Offensive and problematic content including insulting, hurtful, derogatory or obscene user contributions are pervasive in social media. Societies need to develop adequate response mechanisms in order to find a balance between freedom of expression on one side and the ability to live without oppressive remarks on the other side. A requirement for any response is robust technology for identifying problematic content automatically. HASOC provides a forum for developing and testing text classification systems for various languages
This task focus on Hate speech and Offensive language identification offered for English, German, and Hindi. Sub-task A is coarse-grained binary classification in which participating system are required to classify tweets into two classes, namely: Hate and Offensive (HOF) and Non- Hate and offensive (NOT).
- NOT : Non Hate-Offensive - This post does not contain any Hate speech, profane, offensive content.
- HOF : Hate and Offensive - This post contains Hate, offensive, and profane content.
Model | Accuracy |
---|---|
Gaussian NM | 50% |
Logistic Regression | 80% |
KNN | 78% |
SVC | 84% |
Random Forest | 82% |
LSTM | 78% |
BERT | 78% |
This sub-task is a fine-grained classification offered for English, German, and Hindi.
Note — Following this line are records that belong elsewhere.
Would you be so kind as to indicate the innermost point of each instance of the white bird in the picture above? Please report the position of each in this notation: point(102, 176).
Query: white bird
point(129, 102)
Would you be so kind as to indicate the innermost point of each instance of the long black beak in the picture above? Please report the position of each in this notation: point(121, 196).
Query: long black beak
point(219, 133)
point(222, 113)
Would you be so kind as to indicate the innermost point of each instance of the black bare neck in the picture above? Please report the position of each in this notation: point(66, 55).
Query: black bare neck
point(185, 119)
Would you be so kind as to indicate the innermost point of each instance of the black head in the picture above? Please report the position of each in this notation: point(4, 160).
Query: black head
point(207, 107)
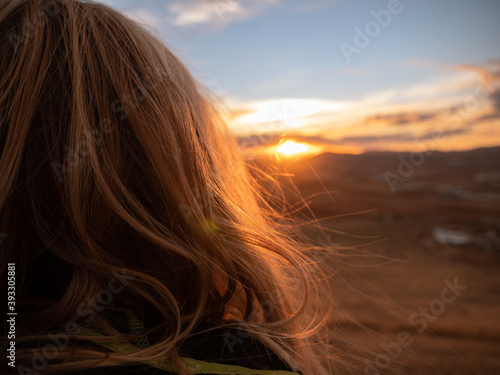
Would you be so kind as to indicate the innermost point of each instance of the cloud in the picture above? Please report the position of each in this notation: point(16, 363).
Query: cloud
point(399, 119)
point(144, 17)
point(216, 12)
point(357, 72)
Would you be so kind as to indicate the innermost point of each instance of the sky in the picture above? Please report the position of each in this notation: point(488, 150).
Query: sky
point(344, 75)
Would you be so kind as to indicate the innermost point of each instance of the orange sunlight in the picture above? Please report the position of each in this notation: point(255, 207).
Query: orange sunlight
point(292, 148)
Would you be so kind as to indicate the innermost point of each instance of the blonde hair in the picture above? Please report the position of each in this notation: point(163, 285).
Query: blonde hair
point(113, 158)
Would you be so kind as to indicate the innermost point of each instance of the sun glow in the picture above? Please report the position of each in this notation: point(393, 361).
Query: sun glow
point(292, 148)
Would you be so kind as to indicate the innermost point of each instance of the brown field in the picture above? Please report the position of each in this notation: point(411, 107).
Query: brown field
point(398, 248)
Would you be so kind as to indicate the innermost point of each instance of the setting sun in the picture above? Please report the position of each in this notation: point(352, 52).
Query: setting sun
point(291, 148)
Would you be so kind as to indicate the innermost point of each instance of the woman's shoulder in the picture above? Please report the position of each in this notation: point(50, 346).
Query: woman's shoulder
point(213, 349)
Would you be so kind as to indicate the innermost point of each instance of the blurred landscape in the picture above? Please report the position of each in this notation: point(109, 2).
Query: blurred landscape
point(397, 248)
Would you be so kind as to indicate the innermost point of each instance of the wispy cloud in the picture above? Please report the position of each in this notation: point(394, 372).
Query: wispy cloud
point(144, 17)
point(216, 12)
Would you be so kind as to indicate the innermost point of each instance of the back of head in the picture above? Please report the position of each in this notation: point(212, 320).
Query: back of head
point(115, 162)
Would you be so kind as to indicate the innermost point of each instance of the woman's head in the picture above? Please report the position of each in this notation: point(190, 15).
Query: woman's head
point(113, 159)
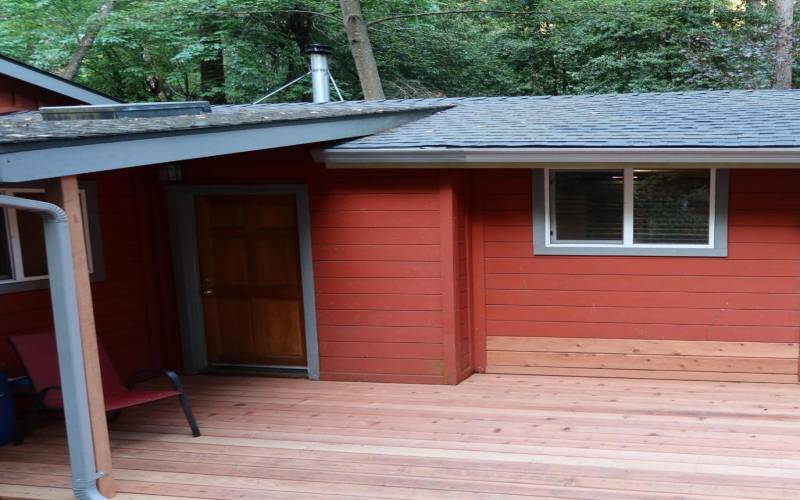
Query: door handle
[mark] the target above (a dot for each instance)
(207, 287)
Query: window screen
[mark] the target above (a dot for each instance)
(587, 206)
(671, 206)
(5, 258)
(31, 239)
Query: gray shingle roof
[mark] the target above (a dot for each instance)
(29, 127)
(763, 118)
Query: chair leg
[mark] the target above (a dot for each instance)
(187, 410)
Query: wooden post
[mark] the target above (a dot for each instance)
(64, 193)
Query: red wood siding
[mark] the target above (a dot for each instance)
(425, 275)
(751, 296)
(16, 95)
(134, 305)
(376, 244)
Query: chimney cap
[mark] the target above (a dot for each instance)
(318, 48)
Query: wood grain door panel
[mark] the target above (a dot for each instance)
(250, 274)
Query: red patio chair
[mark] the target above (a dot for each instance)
(40, 359)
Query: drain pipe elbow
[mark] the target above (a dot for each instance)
(87, 490)
(68, 341)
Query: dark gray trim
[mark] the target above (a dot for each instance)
(48, 159)
(522, 157)
(720, 228)
(95, 240)
(187, 267)
(53, 83)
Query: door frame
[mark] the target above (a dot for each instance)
(183, 236)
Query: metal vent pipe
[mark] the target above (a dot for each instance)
(320, 76)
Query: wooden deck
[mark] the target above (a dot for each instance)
(492, 436)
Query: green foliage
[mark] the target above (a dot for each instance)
(154, 49)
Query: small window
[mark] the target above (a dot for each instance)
(630, 211)
(23, 256)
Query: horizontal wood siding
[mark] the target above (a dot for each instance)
(376, 263)
(16, 95)
(377, 269)
(134, 304)
(677, 317)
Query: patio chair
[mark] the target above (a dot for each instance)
(40, 360)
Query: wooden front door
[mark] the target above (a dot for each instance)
(250, 280)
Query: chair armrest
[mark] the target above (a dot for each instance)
(173, 377)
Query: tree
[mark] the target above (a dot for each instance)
(155, 50)
(784, 41)
(360, 46)
(87, 40)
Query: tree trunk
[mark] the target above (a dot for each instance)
(784, 43)
(87, 40)
(361, 48)
(212, 70)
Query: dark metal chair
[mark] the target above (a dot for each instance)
(40, 359)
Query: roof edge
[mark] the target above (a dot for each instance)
(35, 76)
(72, 157)
(506, 157)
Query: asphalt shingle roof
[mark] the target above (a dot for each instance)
(28, 127)
(762, 118)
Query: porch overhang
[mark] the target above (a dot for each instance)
(31, 161)
(513, 157)
(33, 76)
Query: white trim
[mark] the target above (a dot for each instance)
(712, 208)
(14, 241)
(627, 224)
(627, 207)
(523, 157)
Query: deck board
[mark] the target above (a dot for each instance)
(493, 436)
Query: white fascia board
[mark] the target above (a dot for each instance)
(508, 157)
(53, 83)
(48, 159)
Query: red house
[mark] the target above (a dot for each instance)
(421, 241)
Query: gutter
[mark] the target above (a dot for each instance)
(45, 159)
(68, 342)
(523, 157)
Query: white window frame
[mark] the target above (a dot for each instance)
(544, 243)
(15, 245)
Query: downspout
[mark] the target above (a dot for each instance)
(68, 342)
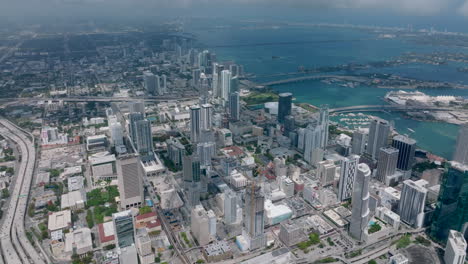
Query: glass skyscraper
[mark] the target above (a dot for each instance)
(284, 106)
(452, 205)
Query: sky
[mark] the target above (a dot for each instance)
(442, 13)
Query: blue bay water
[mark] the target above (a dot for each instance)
(312, 47)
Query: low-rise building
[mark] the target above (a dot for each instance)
(78, 242)
(217, 251)
(59, 220)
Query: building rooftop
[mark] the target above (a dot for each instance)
(59, 220)
(106, 232)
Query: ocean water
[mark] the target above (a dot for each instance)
(254, 47)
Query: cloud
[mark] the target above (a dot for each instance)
(463, 10)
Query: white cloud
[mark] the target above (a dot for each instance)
(463, 10)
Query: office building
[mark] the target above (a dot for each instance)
(175, 151)
(124, 228)
(144, 139)
(358, 145)
(378, 136)
(412, 202)
(200, 225)
(230, 207)
(360, 204)
(164, 83)
(324, 125)
(150, 83)
(206, 117)
(284, 106)
(312, 139)
(234, 106)
(461, 150)
(347, 176)
(225, 84)
(116, 132)
(195, 123)
(326, 171)
(455, 251)
(407, 148)
(452, 205)
(191, 168)
(129, 175)
(387, 163)
(254, 221)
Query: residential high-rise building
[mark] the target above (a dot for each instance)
(150, 83)
(144, 138)
(133, 119)
(225, 84)
(312, 139)
(254, 221)
(284, 106)
(452, 204)
(130, 181)
(206, 116)
(326, 171)
(124, 228)
(455, 251)
(360, 203)
(324, 124)
(347, 177)
(387, 163)
(378, 136)
(191, 169)
(234, 106)
(164, 83)
(230, 207)
(412, 202)
(461, 150)
(195, 123)
(359, 142)
(200, 225)
(407, 148)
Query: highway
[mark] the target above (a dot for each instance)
(402, 108)
(15, 247)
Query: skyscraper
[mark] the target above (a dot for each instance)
(124, 228)
(312, 140)
(225, 84)
(407, 148)
(387, 163)
(254, 221)
(378, 136)
(164, 83)
(412, 202)
(195, 123)
(284, 106)
(359, 142)
(324, 124)
(150, 83)
(347, 177)
(360, 203)
(133, 119)
(452, 204)
(461, 150)
(234, 106)
(206, 116)
(191, 168)
(130, 181)
(144, 139)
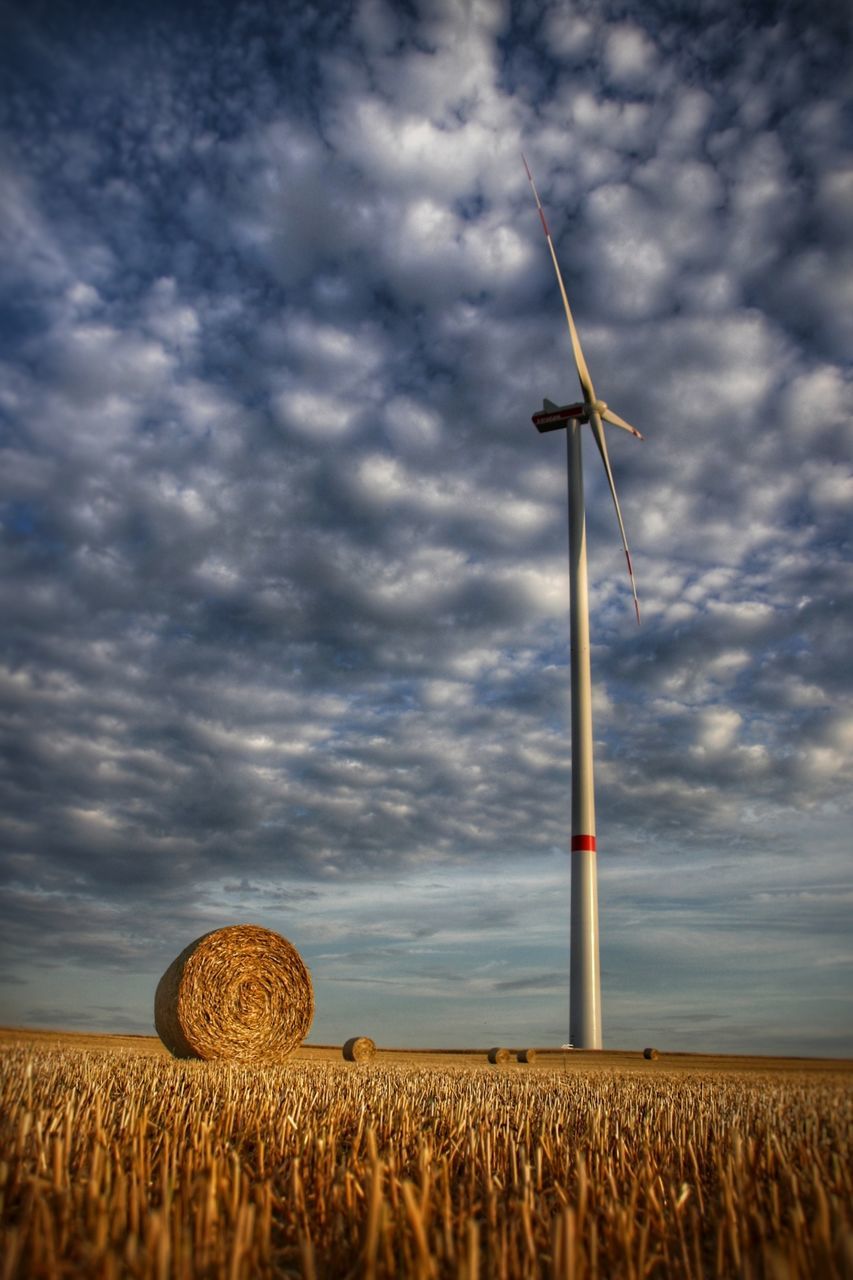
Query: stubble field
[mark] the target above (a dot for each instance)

Hate-speech and offensive posts from the sub-task A are further classified into three categories:
- HATE : Hate speech:- Posts under this class contain Hate speech content.
- OFFN : Offenive:- Posts under this class contain offensive content.
- PRFN : Profane:- These posts contain profane words.
Model | Accuracy |
---|---|
Gaussian NM | 45% |
KNN | 64% |
SVC | 66% |
Decision Tree | 53% |
Random Forest | 69% |
LSTM | 60% |
BERT | 61% |
Proposed Model | 63% |
Model | Accuracy |
---|---|
BERT_A | 78% |
BERT_OFFN/HATE | 79% (2 epochs) |
Profanity | 92% |
Sub-Task | Classifier | Macro F1-score |
---|---|---|
A | DistilBERT | 75% |
B | DistilBERT | 57% |
S. Saseendran, S. R, S. V, S. Giri, Classification of Hate Speech and Offensive Content
using an approach based on DistilBERT, in: Forum for Information Retrieval Evaluation
(Working Notes) (FIRE), CEUR-WS.org, 2021.
- Preprocess.ipynb : Preprocessing the data.
- dataAnalysis.ipynb : Analysing the data.
- ml_techniques_A.ipynb : Applying ML models to classify the data and find the accuracy for Subtask A.
- ml_techniques_B.ipynb : Applying ML models to classify the data and find the accuracy for Subtask B.
- DL_LSTM for task A.ipynb : Applying DL LSTM model to classify the data and find the accuracy for Subtask A.
- DL_LSTM for task B.ipynb : Applying DL LSTM model to classify the data and find the accuracy for Subtask B.
- BERT_A.ipynb : Applying DistilBERT model to classify the data and find the accuracy for Subtask A.
- BERT_B.ipynb : Applying DistilBERT model to classify the data and find the accuracy for Subtask B.
- Proposed Model (Folder) : Files related to the Proposed Model:
- profanity_check.ipynb : Survey of various pre-trained models/libraries for profanity check.
- ProposedModel.ipynb : Implementation of the proposed model.